Request access

About EventDNA

On this page you can get access to the EventDNA corpus: a Dutch-language corpus comprising 1,773 news documents in which news events, entities, IPTC Media Topic codes and coreference links have been manually annotated following these guidelines.

WIth the corpus the results can be reproduced as reported in Colruyt, C., De Clercq, O., Desot, T. and Hoste, V. (forthcoming). EventDNA: a dataset for Dutch news event extraction as a basis for news diversification. To appear in Language Resources and Evaluation. The data for the IAA agreement study has also been made available.

The code for both the event extraction experiments and IAA study can be found on Github: https://github.com/NewsDNA-LT3/.github.
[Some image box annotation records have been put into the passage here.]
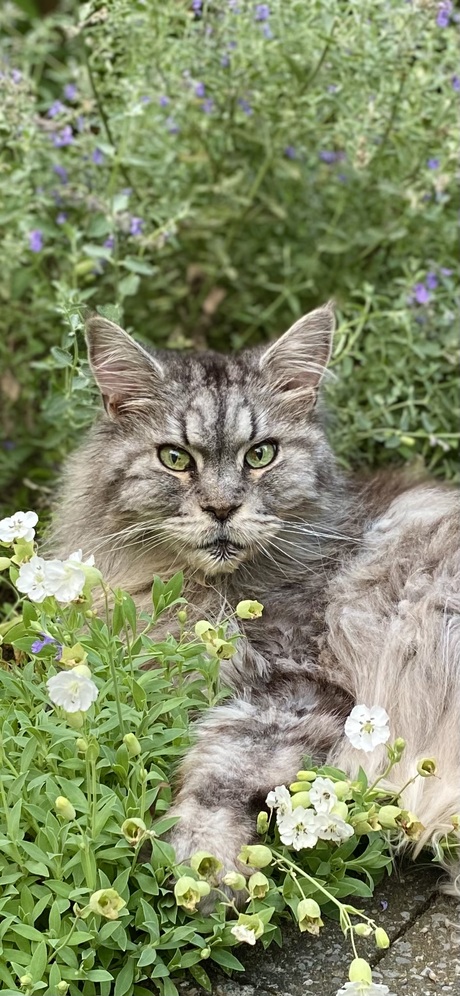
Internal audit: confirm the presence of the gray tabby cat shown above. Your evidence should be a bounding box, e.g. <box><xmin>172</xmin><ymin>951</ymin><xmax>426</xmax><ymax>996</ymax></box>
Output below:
<box><xmin>52</xmin><ymin>306</ymin><xmax>460</xmax><ymax>890</ymax></box>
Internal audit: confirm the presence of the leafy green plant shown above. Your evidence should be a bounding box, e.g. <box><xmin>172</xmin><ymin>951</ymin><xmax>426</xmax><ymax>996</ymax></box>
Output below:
<box><xmin>0</xmin><ymin>512</ymin><xmax>454</xmax><ymax>996</ymax></box>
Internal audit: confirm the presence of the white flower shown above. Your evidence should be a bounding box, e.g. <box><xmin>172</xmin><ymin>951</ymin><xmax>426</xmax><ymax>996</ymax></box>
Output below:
<box><xmin>277</xmin><ymin>806</ymin><xmax>327</xmax><ymax>851</ymax></box>
<box><xmin>345</xmin><ymin>705</ymin><xmax>390</xmax><ymax>752</ymax></box>
<box><xmin>0</xmin><ymin>512</ymin><xmax>38</xmax><ymax>543</ymax></box>
<box><xmin>310</xmin><ymin>778</ymin><xmax>337</xmax><ymax>813</ymax></box>
<box><xmin>230</xmin><ymin>923</ymin><xmax>256</xmax><ymax>944</ymax></box>
<box><xmin>45</xmin><ymin>560</ymin><xmax>86</xmax><ymax>604</ymax></box>
<box><xmin>336</xmin><ymin>982</ymin><xmax>395</xmax><ymax>996</ymax></box>
<box><xmin>318</xmin><ymin>813</ymin><xmax>354</xmax><ymax>844</ymax></box>
<box><xmin>46</xmin><ymin>668</ymin><xmax>99</xmax><ymax>712</ymax></box>
<box><xmin>265</xmin><ymin>785</ymin><xmax>292</xmax><ymax>816</ymax></box>
<box><xmin>16</xmin><ymin>556</ymin><xmax>51</xmax><ymax>602</ymax></box>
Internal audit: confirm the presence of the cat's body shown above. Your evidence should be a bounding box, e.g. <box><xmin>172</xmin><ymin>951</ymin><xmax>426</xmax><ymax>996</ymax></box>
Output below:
<box><xmin>53</xmin><ymin>308</ymin><xmax>460</xmax><ymax>892</ymax></box>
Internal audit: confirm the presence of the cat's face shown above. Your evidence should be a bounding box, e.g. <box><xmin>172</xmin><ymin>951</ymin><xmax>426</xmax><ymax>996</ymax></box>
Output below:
<box><xmin>88</xmin><ymin>308</ymin><xmax>333</xmax><ymax>575</ymax></box>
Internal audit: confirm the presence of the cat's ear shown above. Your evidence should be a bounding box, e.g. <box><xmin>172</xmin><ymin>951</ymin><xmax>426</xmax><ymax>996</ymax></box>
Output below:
<box><xmin>260</xmin><ymin>302</ymin><xmax>335</xmax><ymax>404</ymax></box>
<box><xmin>86</xmin><ymin>315</ymin><xmax>164</xmax><ymax>418</ymax></box>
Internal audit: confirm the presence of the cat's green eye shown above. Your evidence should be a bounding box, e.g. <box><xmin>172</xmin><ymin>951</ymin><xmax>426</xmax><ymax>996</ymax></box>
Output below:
<box><xmin>158</xmin><ymin>446</ymin><xmax>193</xmax><ymax>471</ymax></box>
<box><xmin>244</xmin><ymin>442</ymin><xmax>277</xmax><ymax>470</ymax></box>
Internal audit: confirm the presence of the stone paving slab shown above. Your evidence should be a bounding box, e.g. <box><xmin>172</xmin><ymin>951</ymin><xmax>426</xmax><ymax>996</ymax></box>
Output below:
<box><xmin>180</xmin><ymin>865</ymin><xmax>460</xmax><ymax>996</ymax></box>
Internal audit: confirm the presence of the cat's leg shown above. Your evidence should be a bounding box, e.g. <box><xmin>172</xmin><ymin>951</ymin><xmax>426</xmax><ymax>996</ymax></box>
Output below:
<box><xmin>170</xmin><ymin>680</ymin><xmax>349</xmax><ymax>884</ymax></box>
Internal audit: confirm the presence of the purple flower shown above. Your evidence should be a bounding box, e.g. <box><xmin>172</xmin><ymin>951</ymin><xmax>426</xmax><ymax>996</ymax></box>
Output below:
<box><xmin>53</xmin><ymin>163</ymin><xmax>69</xmax><ymax>183</ymax></box>
<box><xmin>425</xmin><ymin>270</ymin><xmax>438</xmax><ymax>290</ymax></box>
<box><xmin>29</xmin><ymin>228</ymin><xmax>43</xmax><ymax>252</ymax></box>
<box><xmin>30</xmin><ymin>633</ymin><xmax>58</xmax><ymax>654</ymax></box>
<box><xmin>412</xmin><ymin>284</ymin><xmax>431</xmax><ymax>304</ymax></box>
<box><xmin>165</xmin><ymin>117</ymin><xmax>180</xmax><ymax>135</ymax></box>
<box><xmin>254</xmin><ymin>3</ymin><xmax>270</xmax><ymax>21</ymax></box>
<box><xmin>53</xmin><ymin>125</ymin><xmax>73</xmax><ymax>149</ymax></box>
<box><xmin>436</xmin><ymin>0</ymin><xmax>452</xmax><ymax>28</ymax></box>
<box><xmin>46</xmin><ymin>100</ymin><xmax>65</xmax><ymax>118</ymax></box>
<box><xmin>64</xmin><ymin>83</ymin><xmax>78</xmax><ymax>100</ymax></box>
<box><xmin>319</xmin><ymin>149</ymin><xmax>345</xmax><ymax>166</ymax></box>
<box><xmin>129</xmin><ymin>214</ymin><xmax>145</xmax><ymax>235</ymax></box>
<box><xmin>238</xmin><ymin>97</ymin><xmax>253</xmax><ymax>117</ymax></box>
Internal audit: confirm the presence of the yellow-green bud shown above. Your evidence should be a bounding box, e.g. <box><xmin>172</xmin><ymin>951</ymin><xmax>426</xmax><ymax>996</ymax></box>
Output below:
<box><xmin>235</xmin><ymin>599</ymin><xmax>264</xmax><ymax>619</ymax></box>
<box><xmin>257</xmin><ymin>809</ymin><xmax>270</xmax><ymax>834</ymax></box>
<box><xmin>121</xmin><ymin>816</ymin><xmax>147</xmax><ymax>847</ymax></box>
<box><xmin>238</xmin><ymin>844</ymin><xmax>273</xmax><ymax>868</ymax></box>
<box><xmin>378</xmin><ymin>806</ymin><xmax>401</xmax><ymax>830</ymax></box>
<box><xmin>348</xmin><ymin>958</ymin><xmax>372</xmax><ymax>986</ymax></box>
<box><xmin>222</xmin><ymin>872</ymin><xmax>246</xmax><ymax>892</ymax></box>
<box><xmin>248</xmin><ymin>872</ymin><xmax>270</xmax><ymax>899</ymax></box>
<box><xmin>374</xmin><ymin>927</ymin><xmax>390</xmax><ymax>948</ymax></box>
<box><xmin>292</xmin><ymin>782</ymin><xmax>311</xmax><ymax>809</ymax></box>
<box><xmin>65</xmin><ymin>712</ymin><xmax>85</xmax><ymax>730</ymax></box>
<box><xmin>123</xmin><ymin>733</ymin><xmax>141</xmax><ymax>757</ymax></box>
<box><xmin>417</xmin><ymin>757</ymin><xmax>436</xmax><ymax>778</ymax></box>
<box><xmin>174</xmin><ymin>875</ymin><xmax>211</xmax><ymax>912</ymax></box>
<box><xmin>334</xmin><ymin>782</ymin><xmax>351</xmax><ymax>800</ymax></box>
<box><xmin>190</xmin><ymin>851</ymin><xmax>223</xmax><ymax>881</ymax></box>
<box><xmin>54</xmin><ymin>795</ymin><xmax>77</xmax><ymax>820</ymax></box>
<box><xmin>296</xmin><ymin>899</ymin><xmax>323</xmax><ymax>934</ymax></box>
<box><xmin>289</xmin><ymin>778</ymin><xmax>311</xmax><ymax>792</ymax></box>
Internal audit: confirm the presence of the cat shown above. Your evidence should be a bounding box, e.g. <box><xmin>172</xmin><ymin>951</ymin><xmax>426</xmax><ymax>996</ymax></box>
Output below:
<box><xmin>51</xmin><ymin>305</ymin><xmax>460</xmax><ymax>892</ymax></box>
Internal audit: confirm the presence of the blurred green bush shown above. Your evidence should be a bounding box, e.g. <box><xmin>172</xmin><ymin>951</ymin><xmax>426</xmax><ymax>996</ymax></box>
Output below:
<box><xmin>0</xmin><ymin>0</ymin><xmax>460</xmax><ymax>515</ymax></box>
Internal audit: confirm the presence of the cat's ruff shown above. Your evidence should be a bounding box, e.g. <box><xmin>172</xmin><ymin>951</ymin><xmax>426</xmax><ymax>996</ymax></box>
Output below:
<box><xmin>49</xmin><ymin>306</ymin><xmax>460</xmax><ymax>892</ymax></box>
You can access both datasets by filling in your credentials at the top of this page. Please note that by downloading the data you agree to the following terms and conditions:

  • The authors and their affiliated institutions makes no warranties regarding the datasets provided. They cannot be held liable for providing access to the datasets or the usage of the datasets.
  • The dataset should only be used for scientific or research purposes. Any other use is explicitly prohibited.
  • The datasets must not be redistributed or shared in part or full with any third party. Redirect interested parties to this page.
  • If you use any of the datasets, you agree to cite the associated paper.